Friday, May 8, 2009

Russell Square - London

In the late 17th century the Russell family, who were Earls and later Dukes of Bedford, acquired most of the present Bloomsbury area and established many formal squares. Completed in 1806, Russell Square became the most distinguished and largest of the group. Besides some uninspired alterations in the 1960s, it had never seen changes to its design. However, it also wasn't receiving adequate care. While the trees had time to reach their maturity, the rest of the place fell into benign neglect.

In February of 2001, Camden Council undertook the full restoration of the square and refurbishment of the gardens. There is now a fine café just opposite the grand Victorian-era Hotel Russell, and a modern fountain operates at the very center. All four corner entrance gates have paths that lead to the central fountain. Today Russell Square (just north of the British Museum) is once again a handsome, beautiful urban oasis, and now has a permanent gardener.

Russell Square also has one of London's few remaining Cabman's Shelters. These were built in the 19th century to provide some facilities for Hansom Cab drivers who by law weren't allowed to leave the cab stand where they were parked. They were set up by the Earl of Shaftsbury and were green huts that weren't allowed to be longer than a horse and carriage. They had an attendant working there who would cook and sell food to the cab drivers; around ten drivers could fit inside at any one time. Drinking, gambling and swearing were banned from the premises. 61 were built, and 13 are still in operation today, all of which are Grade II listed buildings.
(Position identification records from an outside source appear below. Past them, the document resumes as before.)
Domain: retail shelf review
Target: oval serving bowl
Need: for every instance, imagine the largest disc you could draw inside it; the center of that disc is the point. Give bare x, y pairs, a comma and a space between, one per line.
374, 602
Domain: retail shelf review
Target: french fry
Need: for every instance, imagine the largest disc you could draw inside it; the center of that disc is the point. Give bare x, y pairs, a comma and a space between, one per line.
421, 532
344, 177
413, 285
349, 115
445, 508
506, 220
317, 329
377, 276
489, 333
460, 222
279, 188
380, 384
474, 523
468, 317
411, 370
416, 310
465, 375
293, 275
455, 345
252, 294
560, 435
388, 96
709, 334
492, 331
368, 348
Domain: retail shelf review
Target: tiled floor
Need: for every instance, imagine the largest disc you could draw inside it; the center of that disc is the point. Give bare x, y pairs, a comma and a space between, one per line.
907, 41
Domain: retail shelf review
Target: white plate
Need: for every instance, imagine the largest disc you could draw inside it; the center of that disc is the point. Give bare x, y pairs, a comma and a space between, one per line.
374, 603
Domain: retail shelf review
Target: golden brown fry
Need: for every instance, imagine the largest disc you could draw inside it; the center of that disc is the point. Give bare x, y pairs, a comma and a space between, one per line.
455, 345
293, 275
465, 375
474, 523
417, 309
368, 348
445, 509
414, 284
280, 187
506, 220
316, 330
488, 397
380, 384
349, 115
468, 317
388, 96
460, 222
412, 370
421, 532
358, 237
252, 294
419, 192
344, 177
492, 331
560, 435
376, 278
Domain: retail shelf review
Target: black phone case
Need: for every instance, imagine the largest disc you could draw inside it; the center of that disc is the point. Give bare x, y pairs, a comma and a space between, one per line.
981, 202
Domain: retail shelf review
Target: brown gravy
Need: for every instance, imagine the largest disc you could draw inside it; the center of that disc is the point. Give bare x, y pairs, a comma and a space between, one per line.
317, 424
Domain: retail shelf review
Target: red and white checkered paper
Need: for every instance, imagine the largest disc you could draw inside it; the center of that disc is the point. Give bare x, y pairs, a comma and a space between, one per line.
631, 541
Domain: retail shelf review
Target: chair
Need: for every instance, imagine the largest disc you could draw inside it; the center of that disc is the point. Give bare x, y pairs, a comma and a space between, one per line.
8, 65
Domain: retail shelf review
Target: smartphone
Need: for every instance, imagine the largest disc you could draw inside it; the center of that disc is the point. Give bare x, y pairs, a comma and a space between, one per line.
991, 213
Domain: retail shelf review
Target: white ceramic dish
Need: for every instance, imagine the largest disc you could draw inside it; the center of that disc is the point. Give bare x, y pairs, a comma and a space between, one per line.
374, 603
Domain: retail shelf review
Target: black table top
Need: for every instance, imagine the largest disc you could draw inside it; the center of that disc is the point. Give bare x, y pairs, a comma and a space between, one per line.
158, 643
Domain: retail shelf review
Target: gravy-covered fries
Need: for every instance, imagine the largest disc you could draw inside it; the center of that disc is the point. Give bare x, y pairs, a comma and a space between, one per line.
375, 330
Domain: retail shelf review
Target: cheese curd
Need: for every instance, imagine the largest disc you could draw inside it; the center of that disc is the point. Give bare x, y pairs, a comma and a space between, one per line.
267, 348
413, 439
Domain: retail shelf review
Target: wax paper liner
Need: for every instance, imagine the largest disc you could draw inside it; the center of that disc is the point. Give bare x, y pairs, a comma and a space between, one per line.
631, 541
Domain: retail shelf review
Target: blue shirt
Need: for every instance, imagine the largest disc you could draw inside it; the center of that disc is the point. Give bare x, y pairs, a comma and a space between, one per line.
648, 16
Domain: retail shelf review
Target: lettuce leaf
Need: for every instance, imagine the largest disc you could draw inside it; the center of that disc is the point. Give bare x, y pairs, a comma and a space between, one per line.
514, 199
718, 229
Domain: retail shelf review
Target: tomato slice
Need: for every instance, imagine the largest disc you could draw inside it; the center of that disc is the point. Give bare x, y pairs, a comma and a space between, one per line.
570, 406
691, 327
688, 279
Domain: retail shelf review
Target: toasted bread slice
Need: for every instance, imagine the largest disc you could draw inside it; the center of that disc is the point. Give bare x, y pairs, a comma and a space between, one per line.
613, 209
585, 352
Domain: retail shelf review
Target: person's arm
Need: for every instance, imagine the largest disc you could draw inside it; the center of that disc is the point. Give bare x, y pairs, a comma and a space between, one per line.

Much of the cultural reputation of this area is related to the Bloomsbury Group. The members had all met while attending Cambridge University at the end of the 19th century. It included the writers Virginia Woolf and E. M. Forster, critic Lytton Strachey, and artists Duncan Grant and Vanessa Bell – not to men an economist, John Maynard Keynes. Although their atheism, liberal economics, modernist fiction, and their non-nuclear family and sexual arrangement alienated many, the Bloomsbury Group pioneered many aspects of popular culture that continue today.